L'affaire mains propres a avant tout détruit les partis qui ont été le plus impliqués dans la corruption généralisée. Le parti socialiste est passé de 14% à 2% en deux ans à peine. La démocratie chrétienne de 30% à 11%. Dans l'ensemble, les corrompus ont perdu. Il est vrai, cependant, que cela a entraîné le succès électoral de Berlusconi et des siens qui ont cumulé par la suite un grand nombre de procès et condamnations. Mais cette situation était particulière: il faut imaginer que la moitié des personnalités politiques les plus en vue sont condamnés à la prison ferme ou en état d'arrestation. Dans ces conditions d'exaspération, il arrive qu'un personnage comme Berlusconi ait du succès: au moins, lui, ne sera pas vu comme corrompu, parce qu'il appartient à la catégorie des corrupteurs
Quels sont les "déterminants" de telles pratiques ? Quels sont les contextes politiques et culturels qui peuvent avoir une influence sur ces pratiques ?
Bien sûr, on peut se demander pourquoi les mesures de transparence ont été mises en place en Suède et pas en France. Je ne sais pas.
On peut spéculer sur l'influence sur le long terme de l'héritage culturel.
Mais, fondamentalement, ces pratiques se banalisent lorsque la transparence est faible. En Suède, les dépenses des députés et leurs revenus sont publiques. On peut aisément imaginer que, si la même chose était faite en France, la marge de manœuvre pour tricher serait bien plus faible. Les pratiques immorales ou illégales se développent lorsqu'on a la possibilité de les cacher.
Quels sont les "véritables" remèdes à mettre en place, pour traiter les causes du mal plutôt que ses conséquences?
Le deuxième aspect est la concentration du pouvoir.

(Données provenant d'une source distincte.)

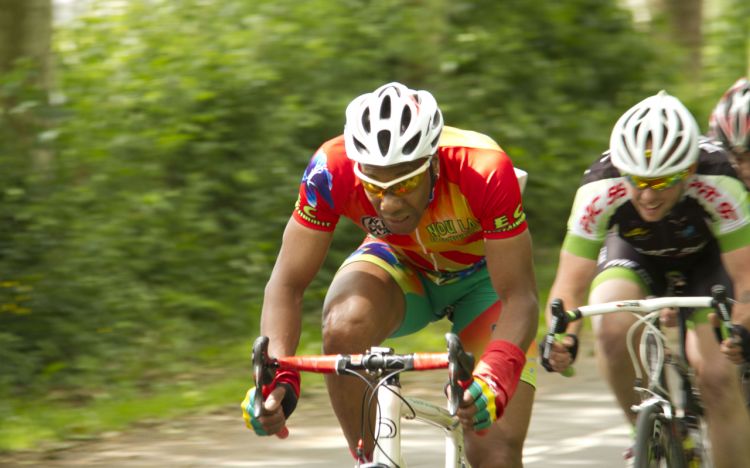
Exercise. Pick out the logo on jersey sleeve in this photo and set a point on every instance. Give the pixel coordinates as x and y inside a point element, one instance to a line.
<point>318,180</point>
<point>503,224</point>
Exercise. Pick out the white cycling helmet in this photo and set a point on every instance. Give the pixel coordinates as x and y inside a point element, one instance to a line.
<point>730,120</point>
<point>392,125</point>
<point>654,138</point>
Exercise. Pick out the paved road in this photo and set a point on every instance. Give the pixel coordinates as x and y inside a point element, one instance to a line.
<point>575,424</point>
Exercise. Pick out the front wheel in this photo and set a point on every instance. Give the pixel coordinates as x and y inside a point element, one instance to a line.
<point>658,442</point>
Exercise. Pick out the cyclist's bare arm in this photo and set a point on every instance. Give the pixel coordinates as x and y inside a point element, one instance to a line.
<point>736,262</point>
<point>510,265</point>
<point>302,253</point>
<point>572,281</point>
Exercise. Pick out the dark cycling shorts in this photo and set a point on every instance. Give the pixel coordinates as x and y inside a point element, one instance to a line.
<point>469,301</point>
<point>700,271</point>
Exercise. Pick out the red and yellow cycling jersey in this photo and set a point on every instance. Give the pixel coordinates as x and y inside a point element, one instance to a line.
<point>476,197</point>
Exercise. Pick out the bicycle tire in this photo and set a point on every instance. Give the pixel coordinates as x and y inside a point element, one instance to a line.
<point>658,443</point>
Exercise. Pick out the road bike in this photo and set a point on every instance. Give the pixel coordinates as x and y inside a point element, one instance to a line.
<point>670,430</point>
<point>380,368</point>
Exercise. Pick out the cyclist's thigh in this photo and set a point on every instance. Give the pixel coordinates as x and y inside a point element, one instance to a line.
<point>474,311</point>
<point>705,271</point>
<point>372,285</point>
<point>622,273</point>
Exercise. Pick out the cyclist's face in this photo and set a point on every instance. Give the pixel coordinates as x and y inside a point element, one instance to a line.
<point>653,205</point>
<point>741,163</point>
<point>400,209</point>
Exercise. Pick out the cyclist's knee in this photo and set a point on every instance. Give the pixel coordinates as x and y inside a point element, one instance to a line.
<point>498,455</point>
<point>501,447</point>
<point>610,337</point>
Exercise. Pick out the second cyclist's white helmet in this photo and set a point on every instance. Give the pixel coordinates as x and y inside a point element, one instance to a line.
<point>392,125</point>
<point>730,120</point>
<point>654,138</point>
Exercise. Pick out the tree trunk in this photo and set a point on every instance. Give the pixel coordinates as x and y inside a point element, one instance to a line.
<point>684,19</point>
<point>26,32</point>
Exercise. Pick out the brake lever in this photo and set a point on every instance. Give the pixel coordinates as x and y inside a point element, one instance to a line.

Un pouvoir centralisé, exercé par une poignée de personnes, donne sans doute de fortes motivations au gens d'y arriver à n'importe quel prix. Si le système est fédéral, avec une bonne dose de contre-pouvoirs et, possiblement, des formes de démocratie directe, les enjeux et les tentations qui pèsent sur les politiciens deviennent moins forts. Cela les aide à rester honnêtes.
Les remèdes sont connus: il faut que le pouvoir ne soit ni opaque, ni concentré. Comme je le disais, la facilité à obtenir les informations sur les députés et les ministres, leurs votes, leur présence au parlement, leurs dépenses et leurs revenus influencent non seulement leurs comportements, mais également les types de personnes qui acceptent ces charges. Il serait difficile, par exemple, pour quelqu'un qui a des comptes non déclarés dans des paradis fiscaux d'accepter une fonction publique si celle-ci comportait d'afficher autant d'informations sur soi.